There are a bunch of ways of finding out where your code is slow and I’ve personally used ruby-prof before with good results. However I know that the issue here is in the database, and I know that Rack::Bug will show me SQL queries that have run for an action, and importantly how long they took, so that’s what I’m going to try first. I install the plugin, configure it and load it up. The issue is immediately obvious:
Almost all of the SQL that is executed is under 0.5ms per query, there are a few queries at ~4ms but he one query that really stands out is the third one down. At 44.75ms it is more than half of the overall SQL time. Bingo! Now I know what is slow I need to know why it is slow. Time to break out the query analyser.
I needed to dig deeper into that SQL statement to see what it was doing, so I opened up a postgres shell and ran an
explain analyse on the query:
The issue seems pretty clear. There is a Sequential scan on groups:
Seq Scan on groups (cost=0.00..626.75 rows=4885 width=363) (actual time=0.038..26.495 rows=5126 loops=1)
A Sequential scan on a large table is going to sink performance. I can see that the sequential scan is definitely the issue in this case as the cost and time taken are significant proportions of the overall query time. I need to eliminate it. Here’s the code that generates that query:
@groups = Group.find(:all, :include => :group_page, :origin => [@location.lat, @location.lng], :limit => 30, :conditions => ["defunct = false AND lat is not null and lng is not null and full_address is not null and full_address != '' and country_code = ?", @location.country_code], :order => 'distance ASC, num_members DESC')

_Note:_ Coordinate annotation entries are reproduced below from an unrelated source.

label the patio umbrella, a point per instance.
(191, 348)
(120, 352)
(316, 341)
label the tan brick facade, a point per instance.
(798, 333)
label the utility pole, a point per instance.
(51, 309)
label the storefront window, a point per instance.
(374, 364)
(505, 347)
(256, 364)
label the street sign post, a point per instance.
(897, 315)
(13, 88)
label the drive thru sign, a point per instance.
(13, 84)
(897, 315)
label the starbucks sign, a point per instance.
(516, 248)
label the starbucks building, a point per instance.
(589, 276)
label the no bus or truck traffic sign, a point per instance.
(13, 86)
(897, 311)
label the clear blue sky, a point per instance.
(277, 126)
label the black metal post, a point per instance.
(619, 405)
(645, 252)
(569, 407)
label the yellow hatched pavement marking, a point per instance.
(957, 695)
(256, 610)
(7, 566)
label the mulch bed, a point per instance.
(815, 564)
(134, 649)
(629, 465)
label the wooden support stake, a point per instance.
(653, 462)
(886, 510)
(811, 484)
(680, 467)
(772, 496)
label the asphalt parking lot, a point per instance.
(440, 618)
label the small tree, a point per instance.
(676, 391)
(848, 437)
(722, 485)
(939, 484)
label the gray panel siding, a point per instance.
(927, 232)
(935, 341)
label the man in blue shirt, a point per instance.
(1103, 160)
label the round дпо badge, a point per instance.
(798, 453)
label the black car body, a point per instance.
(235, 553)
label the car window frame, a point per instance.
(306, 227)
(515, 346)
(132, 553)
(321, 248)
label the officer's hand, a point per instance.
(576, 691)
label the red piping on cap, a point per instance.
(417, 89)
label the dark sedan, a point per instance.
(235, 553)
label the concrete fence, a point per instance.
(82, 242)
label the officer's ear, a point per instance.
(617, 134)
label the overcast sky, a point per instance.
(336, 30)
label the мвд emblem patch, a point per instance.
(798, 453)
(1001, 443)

I wrote this code ages ago and re-reading it now I can see that although I am limiting the returned results to 30 rows the query will have to hit every row in the table to determine which rows are in the returned 30 as there are no conditions to the query. Whoops. Looking over the Geokit docs I see there’s a
:within condition so I added a
:within => 100 to the find. Testing the resultant query in the postgres shell using
explain analyse again and the query has dropped to 10ms. Not bad but it’s still using a sequential scan. Adding an index on the conditions speeds up the query further to ~1.2ms:
Not bad when it started out at nearly 45ms. Here is the result reflected in the New Relic graph:
I deployed the new code approximately in the middle of the graph, it should be pretty obvious where.
Before you can optimise your Ruby on Rails app (or your app in any other framework/language for that matter) you need to know know where to optimise. Tools like Rack::Bug and NewRelic allow you to do this effectively and easily allowing you to direct your attention only on those parts of your app that need the attention.
On the Recycling Group Finder I cut response times drastically in about half an hour. Without knowing exactly where to make the change I would have been left guessing and may never have made the optimisation I did.